Last week, Google came out of nowhere to announce the OnHub, a stylish new Wi-Fi router developed with partner TP-LINK. It promised to provide a better, easier way to connect to the Internet in your own home.
Today, the Google OnHub goes on sale to the general public.
After a few days testing an OnHub that Google loaned me, I can confirm that it’s a technical marvel that brings form and function together into something really cool and useful, which is a weird thing to say about a router.
The OnHub already saved me a ton of headaches in my San Francisco apartment, where thick walls and a weird layout had previously made getting online a real pain.
But at its $US199.99 price point, it’s really hard to recommend. Especially when you can get a super-high-performance router from the likes of Asus for $US108 from Amazon.
Take a look at what makes the Google OnHub so different — and where it falls short.
The OnHub's stylish design is an important part of the product. Most people hide their routers behind the TV or on a bottom shelf -- which is awful for radio reception, and hurts a lot of people's Internet connection. If it looks cool, people won't mind having it sit out in the open.
The problem with that idea, though, is that the router has to be physically connected to the modem, which is still an ugly slab of plastic. Unless you're running a long ethernet cable, that means you're limited to where the OnHub can actually sit. I ended up putting it in the rear of the TV after all.
Under the hood, the OnHub has an array of three antennae (the flat black things) that Google promises provides way better reception. In my own tests, the range of the OnHub was so good that I no longer needed a range extender to blanket the whole apartment.
The router has alerts to tell you if things are working right -- it turns blue if everything's connected, red means something's broken. Kind of nifty: Google worked with the Nest team to make sure that all of the colours for alerts are the same across all of the search giant's connected hardware.
And here's the naked OnHub from behind. It has a power port, a USB slot (for completely recovering an OnHub that somehow gets damaged or corrupted), and only two ethernet ports: One to plug in from the modem, and one to plug a physical wire into whatever you'd like. As a gamer, a wire is the best way to ensure a stable, solid Internet connection -- that means a tough choice if you have multiple game consoles. In the end, I plugged it into my TV to make sure Netflix would stream smoothly.
The best part of the Google OnHub is the app you use to control it, which is available for Android and Apple's iOS. You log in with your Google account, which registers the OnHub to you. From there, it quickly sets it up. I had a minor error during setup, but on a second try, it worked flawlessly. The only thing you have to do is name your network and give it a password. It's a lot easier than a lot of other router setup tools.
The OnHub's speaker plays a sound.

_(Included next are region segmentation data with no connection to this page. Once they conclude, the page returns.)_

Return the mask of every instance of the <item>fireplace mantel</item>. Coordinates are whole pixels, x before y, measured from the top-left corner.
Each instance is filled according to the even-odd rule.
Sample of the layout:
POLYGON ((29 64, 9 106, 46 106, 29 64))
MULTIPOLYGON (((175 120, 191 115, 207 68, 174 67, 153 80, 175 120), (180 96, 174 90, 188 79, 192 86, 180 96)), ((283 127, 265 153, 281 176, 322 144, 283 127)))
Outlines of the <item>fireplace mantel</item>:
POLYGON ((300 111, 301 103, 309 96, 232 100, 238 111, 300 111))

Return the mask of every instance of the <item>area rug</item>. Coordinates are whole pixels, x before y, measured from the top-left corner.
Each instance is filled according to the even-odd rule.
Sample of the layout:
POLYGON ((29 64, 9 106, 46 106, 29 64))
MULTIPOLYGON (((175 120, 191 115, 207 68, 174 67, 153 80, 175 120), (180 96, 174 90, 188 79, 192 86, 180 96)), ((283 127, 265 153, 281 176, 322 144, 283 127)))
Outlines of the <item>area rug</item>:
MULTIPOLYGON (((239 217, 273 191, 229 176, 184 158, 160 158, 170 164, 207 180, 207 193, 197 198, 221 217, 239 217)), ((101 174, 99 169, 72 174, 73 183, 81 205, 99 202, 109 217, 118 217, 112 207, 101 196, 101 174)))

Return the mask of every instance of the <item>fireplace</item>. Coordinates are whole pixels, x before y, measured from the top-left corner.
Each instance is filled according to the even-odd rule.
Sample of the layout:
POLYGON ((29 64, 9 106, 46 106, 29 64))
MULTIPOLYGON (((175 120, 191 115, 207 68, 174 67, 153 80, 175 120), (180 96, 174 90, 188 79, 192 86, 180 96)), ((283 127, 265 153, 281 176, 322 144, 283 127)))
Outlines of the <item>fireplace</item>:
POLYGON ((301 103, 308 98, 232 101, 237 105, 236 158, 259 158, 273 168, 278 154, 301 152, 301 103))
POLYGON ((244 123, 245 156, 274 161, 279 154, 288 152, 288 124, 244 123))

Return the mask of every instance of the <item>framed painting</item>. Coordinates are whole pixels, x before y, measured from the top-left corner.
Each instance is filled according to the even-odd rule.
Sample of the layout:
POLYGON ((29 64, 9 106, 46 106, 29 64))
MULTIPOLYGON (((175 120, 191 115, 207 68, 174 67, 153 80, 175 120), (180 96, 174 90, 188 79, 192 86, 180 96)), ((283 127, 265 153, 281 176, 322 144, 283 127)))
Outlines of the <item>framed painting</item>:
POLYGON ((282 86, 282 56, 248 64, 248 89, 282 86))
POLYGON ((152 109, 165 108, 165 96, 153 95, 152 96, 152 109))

The phone listens for it, then pairs up with the router. Even though OnHub has a speaker, it doesn't have a microphone, which means it will never get the Google Now virtual assistant (and it won't ever be like the Amazon Echo). At least not in version 1.
But Google promises that the OnHub will get smarter over time, with new updates, features, and security patches.
So what's the app for? First, it gives you a really clear view into how much Internet bandwidth is being used by whom. I was able to tell when my roommate was watching Netflix because his usage spiked up. And, yes, you can access an OnHub remotely -- good news if you have to provide tech support for parents and grandparents.
It also provides an incredibly useful speed testing tool that provides context for your results. Better yet, it includes the 'WiFi Efficiency Score,' which shows how much of the signal is actually getting through to your phone. By taking the app around the apartment and running it, I could figure out where the dead spots were.
It also has a feature to quickly show and share (via text message, Facebook Messenger, email, or otherwise) your WiFi password. Google says that while it's not exactly the most secure way to share a password, it's basically how people were doing it already. So why not simplify?
Finally, the OnHub app lets you set a 'priority' device that throws it to the front of the line when it comes to grabbing Internet bandwidth. In my limited testing, it didn't seem to make much of a difference, but it's a cool idea, especially if you're doing stuff like hosting a Netflix binge-watching party.
In conclusion, the Google OnHub is a really cool idea that did a lot of good in my apartment. But for $199.99, with only one wired ethernet port, and no ability (yet) to use it as a digital assistant, a hub for connected devices, or even a Bluetooth speaker, it's hard to recommend. It's just a really expensive router.